So, uh, it’s been…
yeah, it’s. Uh. Insert the thousand yard stare here.
Setting aside the dumpster fire… I seem to have a finite capacity for word generation, much of which has been soaked by work, organizing efforts, required social media, and required newsletters. Oh, and also in April I lost my restraint and kinda wrote 50,000 words in 8 days. It doesn’t look like it was chosen for the pitchfest I was hoping for, but I have a first draft and hope that I can polish it enough to get it out this year? It’s not Chai and Charmcraft, that one seems to be requiring all three books to be written in unison in order to make the prophecies work. But it’s got familiar characters from Chai and Cat-tales, and I sincerely hope that I can get one or the other published by October?
Anyhow, I am scraping the bottom of the spoon drawer more than usual. So here’s the current bookish news and the recipe!
The paperback news:
Chai and Cat-tales now has a paperback edition available from Amazon thanks to Joan Grey’s kind Seeing-Eye Human services of cover wrangling!
I’m sorry it’s only Amazon, in the current situation, but Amazon continues to be 98% of my sales. I have not sorted out the complex interdependencies needed to get paperbacks available in other locations, but the ebooks cdo ontinue to be available everywhere. I’m doing as much as I can, I promise. But I figure more people would rather have a new book written than to have the rest of my spoons going into small business bureaucracy.
(Celia Lake has a helpful explainer on the ins and outs of indie publishing in various venues. The short form: The more venues you add, the more micro-differences you have to manage, sometimes one at a time, sometimes via different stacking platforms’ dependencies. I added itch.io under pressure a month ago and still can’t get paid from there. And the time I spend on juggling infrastructure is time I’m not making or editing new words.)
The Cozy the Day Away Sale May 16:
Looking for more cozies, whether ebook, paperback, audiobook, or cuneiform tablets* ? The Cozy the Day Away sale is back! On May 16, check out https://cozyfantasysale.promisepress.org for at least 70 and possibly over 100 cozy fantasies on sale in as many formats as we can manage.
(*Note: cuneiform tablets not yet dug up, but who knows, weirder stuff has happened this year already, I am not counting anything out at this point)
The recipe: Quick pickles
I have lost track of which of the historic cookbooks I first saw “oh wow, that looks like my mother’s pickle recipe” in, but when scratching my brain for something to quick-recipe for a blog post, quick pickles made the top of my list.
There’s a fundamental difference between quick pickles (meant to be refrigerated and eaten within a week-ish) and preservation pickles (with sterilized jars and sealing and carefully calculated chemistry). I sure don’t have the spare wattage for carefully calculated chemistry and pressure canning right now, but quick pickles of many species are delicious, and they’re all over the world.
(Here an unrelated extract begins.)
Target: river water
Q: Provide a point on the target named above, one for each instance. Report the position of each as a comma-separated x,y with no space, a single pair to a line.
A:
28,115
I learned the basic version at home when I was about 8 and we were having summer picnics with the cousins, but every time I look around I find more variations on the same theme, ranging from Mediterranean areas like Lebanon and Jordan and Turkey to Vietnam to Japan, and bouncing back and forth in time.
The general idea:
- One part vinegar
(white, apple cider, and red wine may benefit from dilution; rice vinegar probably wouldn’t need diluting) - Zero to one part water depending on how sharp you like the liquid
- A pinch of salt
- Sugar if you like a sweet note in your pickles
- Additional spices to taste: Sumac, black pepper, lemon rind, mustard seeds, anything that sounds tasty
The process:
- Chop up a bunch of vegetables
- Cucumber and onion are classic together
- If you use a red onion, sumac, and/or a pre-pickled beet you can get a lovely pink color.
- Carrots, radishes, daikon, and cabbage have all seen use in various places and times
- If you’re feeling fancy, you can heat up the brine to pour it over and soften the vegetables, or you can blanch the vegetables and put them in the cooled brine
- Throw them in your vinegar brine.
- You want enough brine for your vegetables to be covered in a glass jar or to float in a bowl. Depending on how many veg and how big a bowl, your “one part” measuring unit could be one to three cups of vinegar and water.
- Leave the vegetables in the brine for at least half an hour if your intended meal is that day, but overnight in the fridge lets them mellow together.
- Eat within a few days. Refrigerate when not eating.
- Bonus mini-recipe: A half cup to a cup of your brine with a couple tablespoons of olive oil and a couple of sugar makes a tasty pasta salad when you add cooked pasta and cherry tomatoes to any leftover quick pickles.